Where We Come From Read online

Page 11


  Orly found his mom’s theater at the very end of the multiplex. He planned to tell her that he had a stomachache and needed the car keys so he could lie down for a little while. At first the theater looked empty, as if he’d walked into the wrong movie. Then a moment later he spotted her in the back-right corner of the room. He wanted to wave to get her attention and make her come down to talk to him, but something told him not to, to just squat and wait, same as he had in the other theater. His mom hadn’t seen him below, in the corner, and neither had the person sitting next to her. He was leaning over, whispering in her ear, and she laughed at whatever it was he said, nudged him with her elbow. Then her hand went down into his lap but with their eyes still on the screen.

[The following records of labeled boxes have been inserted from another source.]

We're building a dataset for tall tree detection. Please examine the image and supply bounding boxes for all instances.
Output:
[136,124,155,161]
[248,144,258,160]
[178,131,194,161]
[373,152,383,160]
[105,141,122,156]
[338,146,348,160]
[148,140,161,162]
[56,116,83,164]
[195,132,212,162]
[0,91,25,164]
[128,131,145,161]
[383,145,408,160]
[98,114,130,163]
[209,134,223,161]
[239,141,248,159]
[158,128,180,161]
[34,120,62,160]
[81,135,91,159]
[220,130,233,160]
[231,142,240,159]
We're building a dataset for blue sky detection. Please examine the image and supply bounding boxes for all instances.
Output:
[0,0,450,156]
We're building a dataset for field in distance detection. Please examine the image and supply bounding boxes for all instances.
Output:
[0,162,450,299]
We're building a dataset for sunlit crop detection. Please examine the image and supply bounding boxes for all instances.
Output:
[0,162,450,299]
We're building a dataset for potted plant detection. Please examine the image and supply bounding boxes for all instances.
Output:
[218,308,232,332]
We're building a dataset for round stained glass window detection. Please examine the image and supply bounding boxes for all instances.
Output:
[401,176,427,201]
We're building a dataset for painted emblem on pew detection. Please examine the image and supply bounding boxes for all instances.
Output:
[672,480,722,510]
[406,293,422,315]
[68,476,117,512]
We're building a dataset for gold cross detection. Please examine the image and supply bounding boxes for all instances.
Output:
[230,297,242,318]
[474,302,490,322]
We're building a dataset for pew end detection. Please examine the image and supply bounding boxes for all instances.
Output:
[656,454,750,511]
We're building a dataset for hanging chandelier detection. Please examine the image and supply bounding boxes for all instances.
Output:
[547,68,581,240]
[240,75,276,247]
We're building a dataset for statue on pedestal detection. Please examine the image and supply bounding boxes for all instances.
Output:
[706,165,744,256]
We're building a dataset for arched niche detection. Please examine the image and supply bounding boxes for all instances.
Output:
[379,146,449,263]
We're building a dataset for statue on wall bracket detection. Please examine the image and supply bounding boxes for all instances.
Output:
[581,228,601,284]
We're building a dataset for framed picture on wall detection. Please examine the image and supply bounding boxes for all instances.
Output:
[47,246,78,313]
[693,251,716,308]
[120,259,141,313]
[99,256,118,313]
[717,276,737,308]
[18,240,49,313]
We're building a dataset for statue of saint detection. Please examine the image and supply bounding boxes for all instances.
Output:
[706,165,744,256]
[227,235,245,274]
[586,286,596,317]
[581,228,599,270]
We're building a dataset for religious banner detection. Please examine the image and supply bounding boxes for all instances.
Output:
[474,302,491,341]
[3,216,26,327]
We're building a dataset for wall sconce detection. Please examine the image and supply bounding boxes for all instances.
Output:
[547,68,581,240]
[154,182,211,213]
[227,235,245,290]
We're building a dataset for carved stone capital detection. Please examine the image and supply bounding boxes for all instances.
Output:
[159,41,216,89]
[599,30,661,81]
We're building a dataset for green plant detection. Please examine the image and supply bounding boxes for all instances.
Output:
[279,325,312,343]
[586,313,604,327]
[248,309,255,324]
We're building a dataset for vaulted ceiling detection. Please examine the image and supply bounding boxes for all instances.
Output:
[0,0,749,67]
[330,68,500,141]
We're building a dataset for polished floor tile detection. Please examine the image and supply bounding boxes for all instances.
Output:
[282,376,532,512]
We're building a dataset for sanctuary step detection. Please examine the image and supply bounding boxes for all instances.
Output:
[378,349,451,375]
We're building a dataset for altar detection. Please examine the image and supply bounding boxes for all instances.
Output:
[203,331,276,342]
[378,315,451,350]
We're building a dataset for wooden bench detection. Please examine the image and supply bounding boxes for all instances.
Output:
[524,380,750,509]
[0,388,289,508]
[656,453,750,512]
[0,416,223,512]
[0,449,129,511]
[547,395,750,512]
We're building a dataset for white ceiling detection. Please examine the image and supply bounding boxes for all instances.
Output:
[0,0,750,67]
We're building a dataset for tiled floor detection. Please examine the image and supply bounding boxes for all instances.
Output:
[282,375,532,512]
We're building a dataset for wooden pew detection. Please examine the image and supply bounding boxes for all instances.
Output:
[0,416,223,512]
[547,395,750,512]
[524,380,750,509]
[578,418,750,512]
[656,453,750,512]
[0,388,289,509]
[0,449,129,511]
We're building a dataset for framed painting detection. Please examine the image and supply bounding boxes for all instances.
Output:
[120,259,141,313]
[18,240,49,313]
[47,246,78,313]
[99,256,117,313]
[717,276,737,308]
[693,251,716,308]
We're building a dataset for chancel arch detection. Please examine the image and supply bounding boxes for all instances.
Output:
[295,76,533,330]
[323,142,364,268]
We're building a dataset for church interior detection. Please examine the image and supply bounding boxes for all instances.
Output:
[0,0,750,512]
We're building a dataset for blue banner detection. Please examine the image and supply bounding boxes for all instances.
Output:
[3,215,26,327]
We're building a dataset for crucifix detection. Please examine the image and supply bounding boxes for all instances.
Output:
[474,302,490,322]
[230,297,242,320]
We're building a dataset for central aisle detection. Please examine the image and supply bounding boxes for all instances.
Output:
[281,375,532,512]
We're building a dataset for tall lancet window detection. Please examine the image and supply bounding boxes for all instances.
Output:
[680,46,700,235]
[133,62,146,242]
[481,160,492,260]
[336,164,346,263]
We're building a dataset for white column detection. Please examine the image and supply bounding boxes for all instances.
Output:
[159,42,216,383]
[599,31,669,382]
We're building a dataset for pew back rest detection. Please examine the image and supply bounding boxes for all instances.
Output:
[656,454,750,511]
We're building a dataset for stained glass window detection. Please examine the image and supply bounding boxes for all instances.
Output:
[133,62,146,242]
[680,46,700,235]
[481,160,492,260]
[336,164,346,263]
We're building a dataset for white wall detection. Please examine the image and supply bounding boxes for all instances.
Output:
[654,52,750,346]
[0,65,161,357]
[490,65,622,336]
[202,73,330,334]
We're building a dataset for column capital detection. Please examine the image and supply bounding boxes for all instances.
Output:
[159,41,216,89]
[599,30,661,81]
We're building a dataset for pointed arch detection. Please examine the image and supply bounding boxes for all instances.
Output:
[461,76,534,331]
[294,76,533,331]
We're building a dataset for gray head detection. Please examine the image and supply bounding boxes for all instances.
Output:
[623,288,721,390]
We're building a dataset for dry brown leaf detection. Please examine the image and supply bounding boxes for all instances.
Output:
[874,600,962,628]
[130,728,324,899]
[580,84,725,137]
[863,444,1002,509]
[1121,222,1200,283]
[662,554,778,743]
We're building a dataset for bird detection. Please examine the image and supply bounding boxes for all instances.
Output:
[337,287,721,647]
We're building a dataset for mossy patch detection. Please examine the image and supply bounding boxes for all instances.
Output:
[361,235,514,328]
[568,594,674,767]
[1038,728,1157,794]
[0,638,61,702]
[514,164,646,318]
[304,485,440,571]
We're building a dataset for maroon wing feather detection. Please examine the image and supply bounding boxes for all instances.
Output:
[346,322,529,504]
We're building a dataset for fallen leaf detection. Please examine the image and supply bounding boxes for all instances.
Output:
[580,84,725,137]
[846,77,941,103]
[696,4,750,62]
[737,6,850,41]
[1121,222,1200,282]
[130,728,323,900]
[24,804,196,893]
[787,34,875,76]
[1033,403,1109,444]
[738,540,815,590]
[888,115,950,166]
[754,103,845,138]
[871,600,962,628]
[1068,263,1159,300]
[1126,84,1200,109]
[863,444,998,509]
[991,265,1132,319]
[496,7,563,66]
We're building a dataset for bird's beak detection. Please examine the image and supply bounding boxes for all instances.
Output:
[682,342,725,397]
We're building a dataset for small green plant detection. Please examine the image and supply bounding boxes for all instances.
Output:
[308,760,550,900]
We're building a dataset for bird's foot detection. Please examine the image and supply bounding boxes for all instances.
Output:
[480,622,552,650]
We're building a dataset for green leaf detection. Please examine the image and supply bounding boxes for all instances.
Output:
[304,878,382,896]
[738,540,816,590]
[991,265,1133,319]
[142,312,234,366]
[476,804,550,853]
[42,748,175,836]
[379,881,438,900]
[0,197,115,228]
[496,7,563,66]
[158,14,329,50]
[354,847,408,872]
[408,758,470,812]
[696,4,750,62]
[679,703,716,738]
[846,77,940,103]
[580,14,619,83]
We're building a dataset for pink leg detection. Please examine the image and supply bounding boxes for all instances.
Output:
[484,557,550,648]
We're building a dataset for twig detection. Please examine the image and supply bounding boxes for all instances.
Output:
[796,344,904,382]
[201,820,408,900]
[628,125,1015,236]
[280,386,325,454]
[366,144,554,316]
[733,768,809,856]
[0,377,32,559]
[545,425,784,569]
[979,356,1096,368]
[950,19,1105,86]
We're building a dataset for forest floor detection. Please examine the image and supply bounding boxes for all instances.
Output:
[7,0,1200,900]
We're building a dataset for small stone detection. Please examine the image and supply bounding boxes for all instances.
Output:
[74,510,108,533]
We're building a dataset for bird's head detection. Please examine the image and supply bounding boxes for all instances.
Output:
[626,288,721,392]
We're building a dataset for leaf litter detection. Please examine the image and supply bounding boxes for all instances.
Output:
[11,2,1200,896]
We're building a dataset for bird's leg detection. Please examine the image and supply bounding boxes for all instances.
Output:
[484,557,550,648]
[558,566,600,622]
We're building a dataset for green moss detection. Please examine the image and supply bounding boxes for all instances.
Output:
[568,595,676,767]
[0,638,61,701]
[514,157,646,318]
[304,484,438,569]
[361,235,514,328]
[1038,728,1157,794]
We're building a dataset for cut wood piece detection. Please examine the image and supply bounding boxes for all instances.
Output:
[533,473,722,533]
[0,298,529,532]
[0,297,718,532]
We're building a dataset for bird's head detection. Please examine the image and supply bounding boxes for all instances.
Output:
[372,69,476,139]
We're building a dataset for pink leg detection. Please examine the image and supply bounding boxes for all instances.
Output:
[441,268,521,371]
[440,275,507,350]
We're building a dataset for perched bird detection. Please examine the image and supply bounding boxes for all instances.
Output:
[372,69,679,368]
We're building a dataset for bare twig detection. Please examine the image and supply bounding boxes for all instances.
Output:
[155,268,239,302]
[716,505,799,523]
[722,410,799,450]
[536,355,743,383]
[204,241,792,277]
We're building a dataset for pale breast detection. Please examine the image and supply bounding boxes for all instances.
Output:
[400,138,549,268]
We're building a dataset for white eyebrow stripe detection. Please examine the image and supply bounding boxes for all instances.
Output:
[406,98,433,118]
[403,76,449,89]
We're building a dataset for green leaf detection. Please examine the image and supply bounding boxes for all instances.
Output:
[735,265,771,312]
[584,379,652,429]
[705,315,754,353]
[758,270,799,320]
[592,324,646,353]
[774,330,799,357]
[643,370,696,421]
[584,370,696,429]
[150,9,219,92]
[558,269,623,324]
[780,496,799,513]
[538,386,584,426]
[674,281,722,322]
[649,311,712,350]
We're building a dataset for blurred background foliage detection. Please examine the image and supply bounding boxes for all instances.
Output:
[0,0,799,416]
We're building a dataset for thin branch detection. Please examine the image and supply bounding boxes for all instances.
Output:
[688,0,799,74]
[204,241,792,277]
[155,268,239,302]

  She hadn’t mentioned meeting anyone, so maybe it was by accident. Someone she just ran into from work or her Spin class, what a coincidence and isn’t it a small world and why sit alone? He and Alex got to go to the movies together, why shouldn’t she have someone to go with? It was dark, though, and he was looking up and across the stadium seating, clear to the other side. That’s what he was basing this on, some sort of superhuman vision across a dark theater. Like he was an owl or wearing infrared binoculars. His mother sitting with some stranger.

  Some part of him felt as though he was still in the other theater hearing the screams and didn’t know which way to turn. His heart was racing as much as if he were being chased. Even if he could’ve stood up and walked to her, he didn’t know what he would’ve said, if he could open his mouth wide enough to get the words out, to release the scream coursing through his body.

  The man had his arm over the back of her seat, a hand resting on her shoulder as he whispered again in her ear. Like it couldn’t wait, whatever he was telling her that was so incredibly important. And her hand was still down there somewhere, lost in the stranger’s lap, but then when he turned toward her she reached up and put a piece of popcorn in his mouth.

  * * *

  —

  Sometimes when Orly finally drifts off to sleep, he dreams of his mom, but never about going to the movies or what might have been on her ceiling. Usually it’s just the two of them and sometimes Alex is there too, in a park or at the beach, though when he’s awake he has trouble remembering the last time they all went to the beach together. The dreams are happening less and less now, not like in the first couple of months after she died; then it was once or twice a week. He wonders if this is good or bad, keeping her alive this away. If waking up a little sad is worth the price of not letting her go completely.

  10

  In the morning Orly is standing at the kitchen sink pouring himself a bowl of cereal when the reflection off the window across the yard catches his eye, as it has the last two days. This time, though, the aluminum foil shimmers as if the window might open on its own. Then a few seconds later it happens again. He wonders if the wind is rattling the window and causing the foil to move. The rest of the yard looks as it has every day for the last week, the glistening grackles conferring in the grass, the swollen papayas dangling from way atop the spindly trunk, the dog tamping down the dirt before it curls around and lies down.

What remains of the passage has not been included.